3. leadership is about 'play' – theatre is a play in both senses of the word. There is a recreation/re-creation in the activity. It is what we all complain we have lost. As children our 'work' was our 'play', and thoroughly enjoyable it was too! We didn't want anyone to send us to bed. Now, we find we collapse only too readily in bed, exhausted by work – a work that is devoid of 'play'. This is a vital thing about our leadership activity we need to re-discover: that work should and must be a form of play, and if it is not then we are heading for trouble. Overtime – overwork – has no psychological meaning when we 'play' (are being creative), since the only limits are those that the task itself defines for us, and which we readily accept.

If one can accept the sense of the above metaphor, see its aptness, then one is already a long way from the scientific approach – the tick box approach – which demands certain outcomes if only highly specified procedures are followed.
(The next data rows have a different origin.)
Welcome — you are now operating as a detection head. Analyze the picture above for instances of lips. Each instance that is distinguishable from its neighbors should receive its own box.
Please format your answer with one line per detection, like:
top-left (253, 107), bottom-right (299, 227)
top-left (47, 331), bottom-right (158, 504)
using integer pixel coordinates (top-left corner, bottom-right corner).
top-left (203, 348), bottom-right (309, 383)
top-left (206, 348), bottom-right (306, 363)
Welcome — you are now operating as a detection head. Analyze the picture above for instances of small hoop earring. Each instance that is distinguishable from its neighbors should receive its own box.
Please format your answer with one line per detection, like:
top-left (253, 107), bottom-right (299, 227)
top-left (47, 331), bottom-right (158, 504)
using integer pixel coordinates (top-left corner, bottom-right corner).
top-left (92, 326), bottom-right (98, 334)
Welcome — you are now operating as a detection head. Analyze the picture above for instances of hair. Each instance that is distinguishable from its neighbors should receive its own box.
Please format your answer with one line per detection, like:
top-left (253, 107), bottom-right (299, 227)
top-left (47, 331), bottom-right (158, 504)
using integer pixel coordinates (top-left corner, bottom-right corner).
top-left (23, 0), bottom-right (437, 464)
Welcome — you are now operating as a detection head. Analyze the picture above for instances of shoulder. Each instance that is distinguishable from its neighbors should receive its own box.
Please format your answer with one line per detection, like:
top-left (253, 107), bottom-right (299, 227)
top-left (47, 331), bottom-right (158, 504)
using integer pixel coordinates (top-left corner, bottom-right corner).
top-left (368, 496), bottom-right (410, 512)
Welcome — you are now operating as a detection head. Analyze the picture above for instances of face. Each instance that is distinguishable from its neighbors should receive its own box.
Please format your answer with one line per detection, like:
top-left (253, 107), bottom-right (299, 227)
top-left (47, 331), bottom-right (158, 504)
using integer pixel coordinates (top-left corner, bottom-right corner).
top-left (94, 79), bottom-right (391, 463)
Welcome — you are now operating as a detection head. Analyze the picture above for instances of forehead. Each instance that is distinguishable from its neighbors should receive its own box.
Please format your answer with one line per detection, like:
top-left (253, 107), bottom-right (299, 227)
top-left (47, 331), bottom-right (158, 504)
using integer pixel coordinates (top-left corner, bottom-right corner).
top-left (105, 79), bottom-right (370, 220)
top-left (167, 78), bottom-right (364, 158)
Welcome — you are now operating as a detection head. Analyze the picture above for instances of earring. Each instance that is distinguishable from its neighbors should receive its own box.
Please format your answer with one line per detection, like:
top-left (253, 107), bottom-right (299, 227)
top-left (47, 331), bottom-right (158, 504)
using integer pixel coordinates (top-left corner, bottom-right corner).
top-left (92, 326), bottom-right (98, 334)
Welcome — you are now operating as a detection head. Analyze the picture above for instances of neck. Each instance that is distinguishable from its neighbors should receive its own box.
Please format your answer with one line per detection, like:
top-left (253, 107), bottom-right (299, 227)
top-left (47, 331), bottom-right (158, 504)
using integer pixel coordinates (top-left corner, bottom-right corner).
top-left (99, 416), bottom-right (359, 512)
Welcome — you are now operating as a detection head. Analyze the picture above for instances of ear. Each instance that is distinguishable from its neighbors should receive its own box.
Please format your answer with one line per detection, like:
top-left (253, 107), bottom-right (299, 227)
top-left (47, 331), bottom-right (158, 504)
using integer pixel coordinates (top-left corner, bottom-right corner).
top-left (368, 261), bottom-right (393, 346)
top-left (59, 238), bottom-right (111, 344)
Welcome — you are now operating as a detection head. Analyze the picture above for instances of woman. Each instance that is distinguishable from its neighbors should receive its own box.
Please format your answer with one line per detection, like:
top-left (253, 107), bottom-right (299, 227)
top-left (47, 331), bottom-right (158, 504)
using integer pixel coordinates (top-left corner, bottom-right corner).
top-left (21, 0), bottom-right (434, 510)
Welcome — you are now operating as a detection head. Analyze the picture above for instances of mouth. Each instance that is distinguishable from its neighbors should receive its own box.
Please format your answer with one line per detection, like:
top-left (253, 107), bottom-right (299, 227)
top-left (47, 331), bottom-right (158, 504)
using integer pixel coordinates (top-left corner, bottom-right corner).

One sees that every performance of the play is different, that the unexpected is more than likely, but that preparation, planning, practice, too, have a fundamental role in this. There are principles of acting, as there are of leadership, but the mechanical application of them leads to the most wooden performances. We politely applaud the by-the-book performance that imprints its faultless execution upon our consciousness, whilst creating a boring, empty and 'right' world; and we love the heart-warming theatre of conviction where all the idiosyncrasies of person, time and place dazzle us with their razzmatazz.

It is important to realise here that we are not substituting warm, fuzzy, touchy-feely (and so ineffective) pictures for hard-edged, hard-nosed, realistic (and so effective) competencies: the working out of the implications of a performance is every bit as 'hard' – as any theatre director knows – as defining a competence in ever greater unit or elemental detail.

For example, if we take point 1, performance, we might consider what this means in terms of presentational knowledge/skills/attitudes at one end of the spectrum, and what it means in terms of problem-solving and decision-making at the other. But the essential difference between the two approaches is that competency presents a reductive approach to human endeavour, a mechanistic, dissection-al, feel-bad effect; whereas metaphorical interpretation presents an achievement approach – a live-up-to, how-good-can-we-make-this-performance, holistic feel-good effect.

The 'feel-bad' derives from the inevitable failure of everyone to meet all the competencies, a shortfall which assessment always establishes; the 'feel-good' derives from the awareness that the show is on the road, it's going to be fun, we're aiming for brilliance, but whatever the result, there will be a show – there is no failure in this. Nevertheless, it must be recognised that for some, the 'safety' of ticking the right boxes will far outweigh any desire they have to 'perform'. The ease with which bureaucracy is established even within some small organisations is testimony to that. Be that as it may, leadership remains a performance. Some will prefer the competency approach precisely because it offers 'all-inclusive', 'quality-assured' solutions; metaphors will not do this.